On particularly humid days, my late husband used to tease me and tell me I looked just like Rat Child…which was our nickname for our dog back then, a Shih-Tzu.

And forget about makeup staying on during humid weather.  My eye shadow migrates into the creases on my eyelids (and believe me, I have plenty of creases) and ends up looking as if I painted stripes on them.  Lipstick slides right off my lips.

Another problem with humidity is bread.  I don’t like keeping bread in the fridge because it makes it too hard, so I keep it in the breadbox. 

I still can remember the day my husband didn’t look too pleased when he came home from work. “I ate half of the sandwich you gave me for lunch today before I noticed that part of the bread was green!” he’d complained, clasping his stomach.  “I think I may wake up dead in the morning.”

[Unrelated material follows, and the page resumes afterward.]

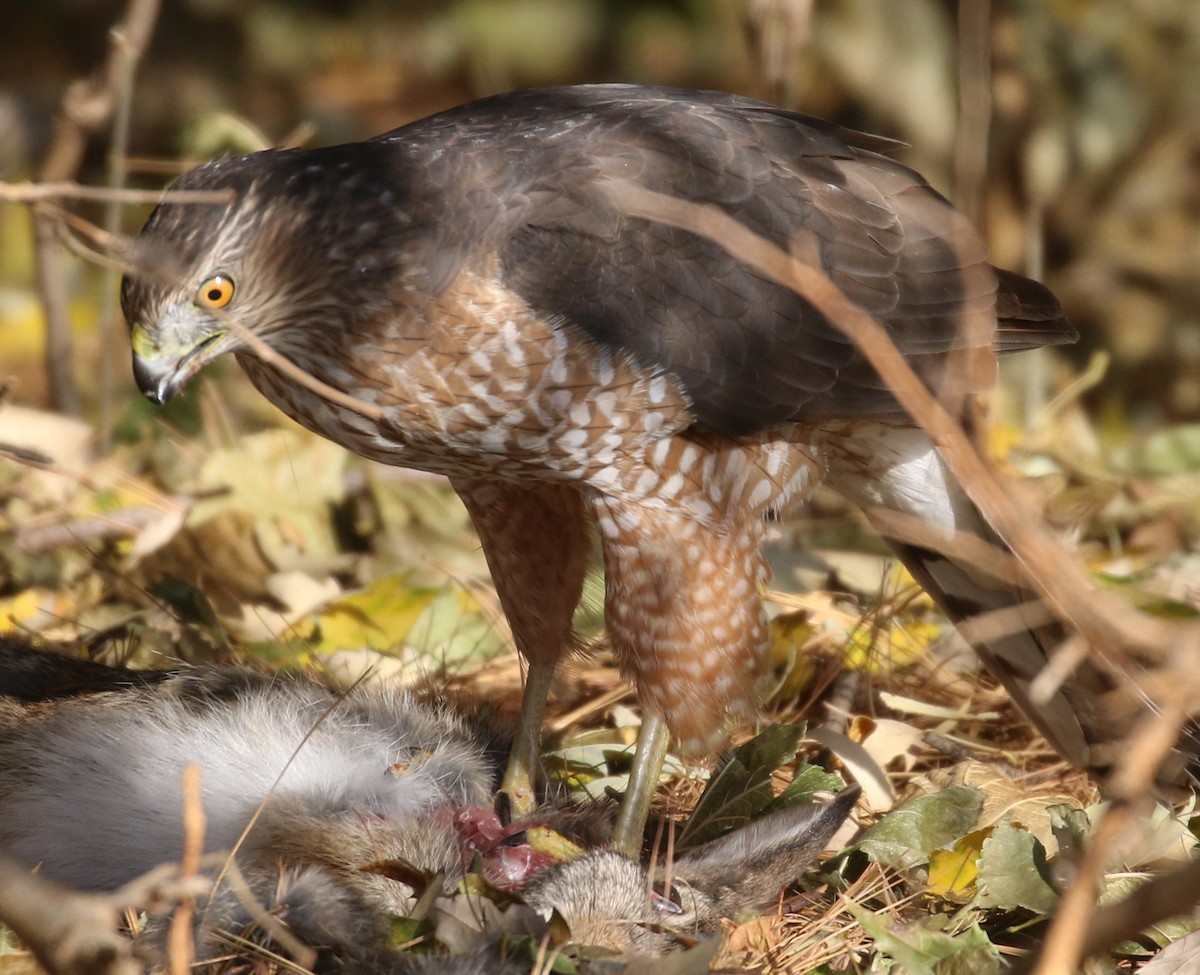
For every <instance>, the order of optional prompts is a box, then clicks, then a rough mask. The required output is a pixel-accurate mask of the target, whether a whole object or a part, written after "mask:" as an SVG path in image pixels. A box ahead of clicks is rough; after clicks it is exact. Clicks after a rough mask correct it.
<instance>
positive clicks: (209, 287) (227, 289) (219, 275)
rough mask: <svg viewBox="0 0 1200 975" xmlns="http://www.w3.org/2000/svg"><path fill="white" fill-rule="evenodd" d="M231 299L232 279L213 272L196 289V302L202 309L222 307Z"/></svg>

“You’ll live,” I told him. “Mold is like penicillin.”

On one TV newscast, some doctor was saying that when the air is humid, perspiration can’t evaporate, so it stays on the skin. 

I didn’t need an expert to tell me that.   My clothes usually stick to me with so much suction during the summer months, I practically need the Jaws of Life to get out of them.  I even had to stop wearing colored patterns because the dye was coming off on my skin and making me look as if I were covered in tattoos.

And every summer, we always ended up with a white bathroom – not because it was painted that color, but because of my husband’s fear of getting a fungal foot-infection, like athlete’s foot. One night, I saw a mysterious white cloud moving up the hallway.  I tracked it into the bathroom, where I found my husband vigorously shaking powder onto his feet.

“You have to be sure to keep your feet really dry in this weather,” he explained between coughs from all of the powder dust. “Humidity can give you such a bad case of athlete’s foot, your toes can rot right off!”

I frowned as I pictured myself toeless. “Hand me the powder.”

Even with the air-conditioner running non-stop, the house still is never free of humidity.  The minute I boil even one potato for dinner, the kitchen turns into a sauna and the windows steam up.  Then the air-conditioner struggles to run even harder.  Every time I hear it crank up a notch, I can hear my electric meter spinning like the cherries on a slot machine and making “cha-ching” noises.

 But one of the most aggravating problems in the summer is the sweaty toilet.  Whenever the weather is really humid, the toilet tank builds up so much condensation on it, it drips down and forms the mighty Mississippi on the bathroom floor.

“Buy one of those fuzzy toilet-tank covers to absorb the moisture,” one plumber’s website suggested as a remedy.

Easy for him to say. The last time I saw a fuzzy tank-cover anywhere, Sonny and Cher were still newlyweds.

So I guess I have no choice other than to be patient, endure the humidity, and count the days until September, when the air once again will turn crisper and cooler.

But for now, with summer looming only a few weeks away, I will just have to resign myself to the fact I’ll be spending the upcoming months looking like a colorfully tattooed Shih-Tzu, eating green bread and watching my toes rot off…probably because they will be submerged in water whenever I have to use the toilet.